Car une telle position reviendrait à proclamer le soutien aux Vénézuéliens tout en les privant des moyens de résister et en s’opposant à ce que des pressions économiques soient exercées sur leur agresseur. Au mieux, ce serait une position totalement incohérente. Au pire, une position hypocrite déguisant une indifférence au sort des Vénézuéliens – considérés comme des agneaux sacrifiés sur l’autel de l’anti-impérialisme (russe en l’occurrence) – derrière la prétention de leur souhaiter le succès dans leur juste résistance.
Les lecteurs auront compris, bien sûr, que dans l’allégorie ci-dessus, le Venezuela représente l’Ukraine, et l’impérialisme américain son homologue russe. Cela nous ramène à la distinction essentielle entre une guerre directe entre pays impérialistes dans laquelle chaque camp tente de s’emparer d’une partie du monde, comme ce fut le cas le plus classiquement lors de la Première Guerre mondiale, et une invasion par une puissance impérialiste d’un pays non impérialiste, où ce dernier est soutenu par une autre puissance impérialiste qui l’utilise comme mandataire dans la rivalité inter-impérialiste.
Dans le premier cas, l’internationalisme ouvrier exige que les travailleurs, y compris les travailleurs en uniforme (c’est-à-dire les soldats), s’opposent à la guerre des deux côtés, chacun s’opposant à la guerre de son propre gouvernement, même si cela contribue à sa défaite (c’est le sens du « défaitisme révolutionnaire »). Dans le second cas, le défaitisme révolutionnaire n’est exigé que des travailleurs et des soldats qui appartiennent au pays impérialiste agresseur, et d’une manière beaucoup plus active qu’indirectement. Il leur est demandé de saboter la machine de guerre de leur pays. Les travailleurs de la nation opprimée, en revanche, ont le droit et le devoir de défendre leur pays et leur famille et doivent être soutenus par les internationalistes du monde entier.

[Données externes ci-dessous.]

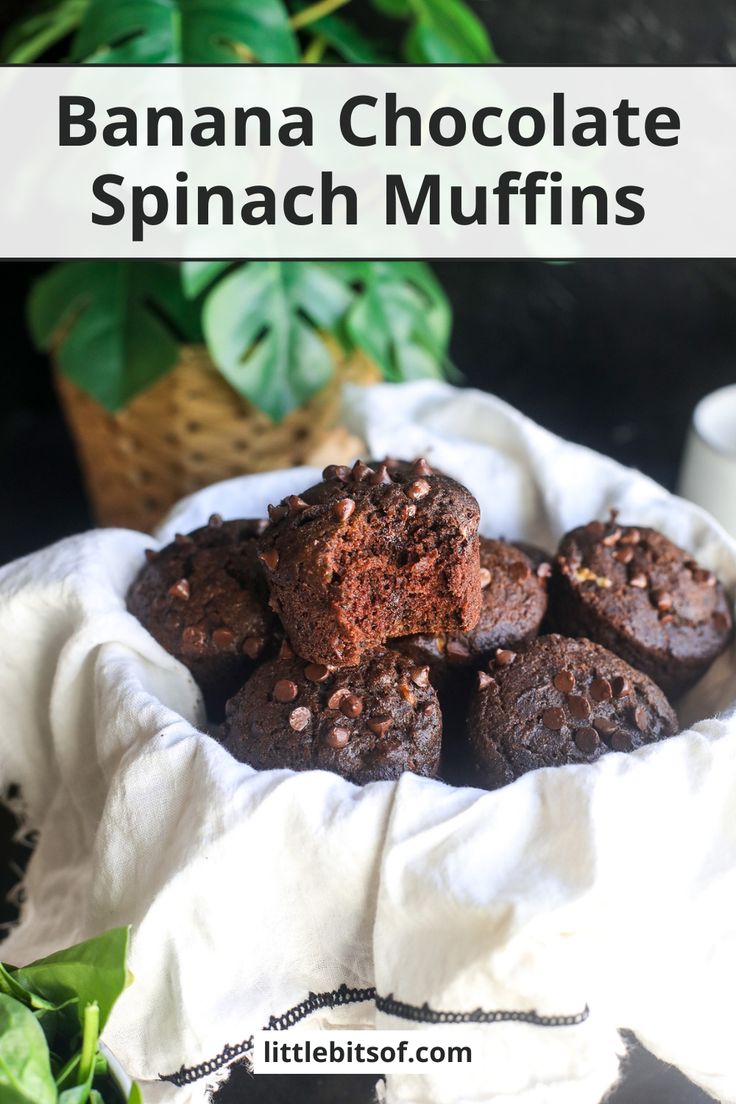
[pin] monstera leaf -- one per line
(401, 318)
(196, 31)
(36, 33)
(263, 324)
(116, 326)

L’attitude consistant à exprimer de la tristesse pour les Ukrainiens et à prétendre se soucier de leur sort en soutenant les négociations et la « paix » dans l’abstrait (quelle paix ?) est considérée à juste titre comme hypocrite par les socialistes ukrainiens. Le gouvernement ukrainien est activement engagé dans des négociations avec la partie russe depuis des semaines maintenant : celles-ci sont organisées par un pays membre de l’OTAN, la Turquie, et se tiennent sur son territoire. Elles sont pleinement soutenues par la plupart des gouvernements de l’OTAN, qui sont désireux de voir la guerre prendre fin avant que ses conséquences économiques mondiales ne deviennent irréversiblement catastrophiques. Ce n’est donc certainement pas comme si l’une des parties refusait de négocier. Or, il n’est pas nécessaire d’être un expert en histoire de la guerre pour comprendre que les négociations dépendent de l’équilibre des forces obtenu sur le terrain. Les Chinois et les Vietnamiens ont une longue expérience à cet égard, résumée par le célèbre dicton maoïste : « Da Da Tan Tan » (Combattre, combattre, parler, parler).
Soutenir la position de l’Ukraine dans les négociations sur son propre territoire national exige de soutenir sa résistance et son droit d’acquérir les armes nécessaires à sa défense auprès de toute source possédant de telles armes et disposée à les fournir. Refuser à l’Ukraine le droit d’acquérir de telles armes revient à l’appeler à capituler. Face à un envahisseur massivement armé et très brutal, il s’agit en fait d’un défaitisme de mauvais aloi, qui revient pratiquement à soutenir l’envahisseur.